I aim for reliability, I'm content to stop a system rather than continue with bogus information. Availability implies redundancy which is out of the scope of what I'm doing I think.

Make each module fail-fast -- either it does the right thing or stops.

By that definition my code is "fail-fast", meaning that it's better to stop a system entirely and right away rather than let things propagate and probably get worse.

Processes are made fail-fast by defensive programming. They check all their inputs, intermediate results, outputs and data structures as a matter of course. If any error is detected, they signal a failure and stop. In the terminology of [Cristian], fail-fast software has small fault detection latency.

As I am trying to do.

There have been a few threads asking if Arduino can be used in a commercial environment and my answer has always been "No, not in my opinion" (talking from the software point of view here). I haven't looked for a while now but IIRC things like digitalWrite() blindly index into arrays.

The framework I'm writing (examples above are from it) attempts to address these sorts of issues but it's as much an academic project as anything as to be honest nobody seems to care about such things.

Still it keeps me off the streets at night :slight_smile:


Rob

The framework I'm writing (examples above are from it) attempts to address these sorts of issues but it's as much an academic project as anything as to be honest nobody seems to care about such things.

I find most of the things you say to be very interesting, unfortunately, the code you posted above is well above my understanding at this point.

Keep posting, I do pick up pieces at least,
Mark

if (pin >= NATIVE_PINS) {
    SYS_ERROR (ERR_INV_PIN);
    return ERROR;

So you do that in digitalRead, digitalWrite, analogWrite, digitalPinToTimer, digitalPinToBitMask, digitalPinToPort, and some equivalent in portOutputRegister, portModeRegister, portInputRegister, and code in most of the above to CHECK for ERROR on each return, till the error checking is larger than the code that actually is involved in doing something to a pin. (Those are all potentially user-accessable APIs, so they all need to do error checking, right?) And then you'd wonder why everyone is bypassing your code and using direct port IO without putting the error checking back.

Strong error checking seems like a good idea, but when you combine it with other modern programming practices that are also good ideas, you end up executing the same checks "many" times...

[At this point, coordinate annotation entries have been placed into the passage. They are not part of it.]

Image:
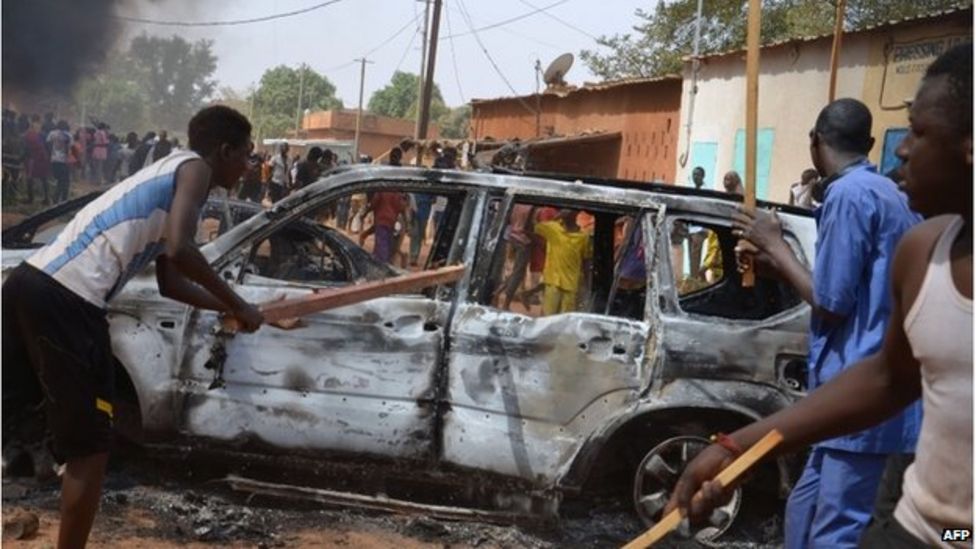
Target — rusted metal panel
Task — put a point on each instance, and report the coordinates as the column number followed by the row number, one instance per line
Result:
column 350, row 380
column 525, row 392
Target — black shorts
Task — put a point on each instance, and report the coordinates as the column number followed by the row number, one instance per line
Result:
column 56, row 345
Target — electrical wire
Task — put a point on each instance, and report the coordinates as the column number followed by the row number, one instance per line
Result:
column 467, row 19
column 473, row 30
column 225, row 23
column 514, row 32
column 560, row 21
column 406, row 51
column 457, row 74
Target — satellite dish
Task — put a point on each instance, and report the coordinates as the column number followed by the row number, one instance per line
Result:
column 557, row 70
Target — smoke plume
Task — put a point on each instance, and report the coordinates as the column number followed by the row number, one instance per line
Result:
column 49, row 44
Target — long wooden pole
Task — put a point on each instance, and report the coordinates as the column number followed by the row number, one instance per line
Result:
column 752, row 122
column 276, row 311
column 435, row 24
column 835, row 50
column 728, row 475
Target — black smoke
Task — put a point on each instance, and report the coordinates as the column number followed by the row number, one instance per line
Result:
column 49, row 44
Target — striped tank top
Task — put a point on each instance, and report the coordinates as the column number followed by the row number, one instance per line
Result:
column 115, row 236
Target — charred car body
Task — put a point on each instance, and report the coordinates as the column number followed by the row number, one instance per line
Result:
column 448, row 381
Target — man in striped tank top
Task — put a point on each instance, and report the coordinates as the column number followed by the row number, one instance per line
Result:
column 55, row 332
column 928, row 347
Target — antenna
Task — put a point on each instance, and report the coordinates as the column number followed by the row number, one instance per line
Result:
column 557, row 70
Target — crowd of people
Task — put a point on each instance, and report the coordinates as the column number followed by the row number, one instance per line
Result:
column 890, row 294
column 38, row 151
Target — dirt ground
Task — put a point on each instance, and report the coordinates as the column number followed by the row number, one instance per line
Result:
column 151, row 504
column 154, row 503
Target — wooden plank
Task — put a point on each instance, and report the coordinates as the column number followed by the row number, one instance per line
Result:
column 276, row 311
column 752, row 118
column 728, row 475
column 835, row 48
column 376, row 503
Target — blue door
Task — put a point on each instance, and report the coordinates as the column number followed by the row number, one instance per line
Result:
column 764, row 154
column 703, row 154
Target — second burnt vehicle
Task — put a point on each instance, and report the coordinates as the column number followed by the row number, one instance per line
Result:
column 611, row 398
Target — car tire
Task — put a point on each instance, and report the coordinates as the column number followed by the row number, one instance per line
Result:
column 656, row 476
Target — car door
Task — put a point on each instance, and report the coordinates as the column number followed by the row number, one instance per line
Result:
column 357, row 379
column 526, row 390
column 713, row 327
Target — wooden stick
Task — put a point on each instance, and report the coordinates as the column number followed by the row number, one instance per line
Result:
column 728, row 475
column 752, row 122
column 275, row 311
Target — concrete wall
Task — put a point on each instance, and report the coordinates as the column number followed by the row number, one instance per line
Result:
column 793, row 87
column 378, row 134
column 645, row 114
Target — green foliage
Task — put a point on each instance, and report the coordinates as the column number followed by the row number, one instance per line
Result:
column 157, row 84
column 661, row 38
column 399, row 98
column 455, row 123
column 176, row 76
column 276, row 98
column 115, row 97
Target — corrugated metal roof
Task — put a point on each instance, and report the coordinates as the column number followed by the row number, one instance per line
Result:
column 588, row 86
column 884, row 25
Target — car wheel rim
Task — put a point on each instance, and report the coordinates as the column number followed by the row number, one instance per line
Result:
column 657, row 475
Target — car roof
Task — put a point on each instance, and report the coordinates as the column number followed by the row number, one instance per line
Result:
column 496, row 178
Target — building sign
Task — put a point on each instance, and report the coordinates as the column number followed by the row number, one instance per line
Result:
column 906, row 63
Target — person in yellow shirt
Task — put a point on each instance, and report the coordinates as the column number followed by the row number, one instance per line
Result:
column 712, row 264
column 568, row 249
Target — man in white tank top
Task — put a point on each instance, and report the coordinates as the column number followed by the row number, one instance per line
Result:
column 927, row 350
column 56, row 343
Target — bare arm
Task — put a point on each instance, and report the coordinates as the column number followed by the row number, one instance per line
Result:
column 183, row 260
column 174, row 285
column 766, row 233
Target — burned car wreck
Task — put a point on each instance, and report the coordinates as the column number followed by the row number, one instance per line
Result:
column 610, row 397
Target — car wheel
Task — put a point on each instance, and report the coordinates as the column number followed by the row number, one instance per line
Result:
column 657, row 475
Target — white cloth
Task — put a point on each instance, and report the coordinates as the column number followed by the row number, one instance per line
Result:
column 60, row 141
column 938, row 486
column 279, row 170
column 115, row 236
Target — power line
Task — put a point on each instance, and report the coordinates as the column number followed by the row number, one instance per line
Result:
column 225, row 23
column 473, row 30
column 524, row 36
column 457, row 75
column 467, row 19
column 406, row 51
column 561, row 21
column 391, row 38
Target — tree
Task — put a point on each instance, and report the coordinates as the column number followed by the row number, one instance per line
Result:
column 454, row 124
column 662, row 38
column 276, row 98
column 116, row 96
column 399, row 98
column 176, row 76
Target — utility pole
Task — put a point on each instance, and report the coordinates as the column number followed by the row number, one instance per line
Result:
column 835, row 49
column 359, row 111
column 301, row 89
column 423, row 65
column 424, row 117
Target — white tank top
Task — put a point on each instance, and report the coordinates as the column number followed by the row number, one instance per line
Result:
column 115, row 236
column 938, row 487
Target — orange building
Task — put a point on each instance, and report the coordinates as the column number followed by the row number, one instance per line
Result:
column 625, row 129
column 378, row 134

Pascal and Ada would have the compiler do this for you invisibly, of course, assuming that you create proper data types (ie tell the compiler that a "pin" is supposed to be from 1 to 19...)

(and that's without the issue of trying to figure out what SYS_ERROR is supposed to do on a deeply embedded system.)

(I guess in C++, the proper course of action is to make everything that's a pin be an object/class, and overload assignment/creation to do the range check so that the other methods don't need to? Except that you lose garbage collection of unused methods, leading to a different version of bloat?)